SHAP values are generated through the [SHAP library](https://shap.readthedocs.io/en/latest/index.html) and are approximations of [Shapley Values](https://en.wikipedia.org/wiki/Shapley_value), a concept derived from game-theory. A very abbreviated explanation of how these values are generated: for every model decision passed to the explainer, the explainer considers how the model decision is impacted by removing that feature. For a more in-depth explanation consider this [summary article](https://towardsdatascience.com/understanding-how-ime-shapley-values-explains-predictions-d75c0fceca5a).

Rsmexplain by default uses the [Sampling](https://shap.readthedocs.io/en/latest/generated/shap.explainers.Sampling.html#shap.explainers.Sampling) explainer model, which computes shap values through a method described [here](https://link.springer.com/article/10.1007/s10115-013-0679-x).

The sampling explainer is model agnostic, meaning it should in principle work for any type of model. Rsmexplain currently only supports regressors. 


### How to read shap values

Shap values are additive representations of a feature's impact on a model decision. The sum of all shap values and the base value for a prediction should yield the actual model output.

A shap value for a feature can be considered that feature's contribution to the decision during that specific prediction. By calculating an absolute mean of all shap values of a feature, we can calculate an average impact for the data that was passed to the explainer. Absolute mean shap values are saved in "/csv_files/mean_shap_values.csv".



### Things to consider

Rsmexplain can only generate shap values for the data passed in the "explainable_data" and "range" parameters. If the dataset passed is small, then the values derived cannot be considered representative of the model as a whole. Plots that display mean values for your shap values should be taken with a grain of salt if your passed data was small, or not representative of the typical data the model deals with.

As long as sufficiently large background set was passed, the individual values for predictions can be considered trustworthy.

If you wish to investigate your shap values by hand, please refer to files in "/csv_files/".

If you wish to use the generated shap Explanation object, you may unpickle "explanation.pkl". Your initial row ids are stored in "ids.pkl" in a dictionary format of \{array index: actual index\}.

### An overview over your shap values

This is a quick text overview over your shap values. Please refer to the Plots section for visualizations.



#### Absolute Mean Shap Values

The top 5 features in terms of absolute mean impact were:

In [None]:
display(mean_values[0:5])

The following features have an absolute mean shap value of 0:

In [None]:
try:
    value0 = mean_values.loc[mean_values['abs. mean shap value'].isin([0])]
    display(value0)
except:
    display(Markdown("No features with a mean value of 0 found."))

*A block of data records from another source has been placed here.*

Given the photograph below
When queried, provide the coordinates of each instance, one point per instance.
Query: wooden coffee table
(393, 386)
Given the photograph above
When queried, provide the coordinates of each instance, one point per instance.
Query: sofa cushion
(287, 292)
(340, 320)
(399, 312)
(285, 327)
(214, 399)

If features appear in the above list with a mean shap value of 0, then those features did not contribute to the model decisions. If the data set passed was large and representative of the data the model usually encounters, then this may mean that those features are not useful for the model.

Before you draw conclusions, make sure that those features were not simply set to 0 in all data instances that were passed to the model. This might accidentally create this effect.

#### Absolute Max Shap Values

Here are the top 5 features in terms of absolute maximal impact:

In [None]:
display(max_values[0:5])

If the features in the above list do not overlap with the top 5 in terms of absolute mean impact, then these features have high outlier values, but less overall average impact.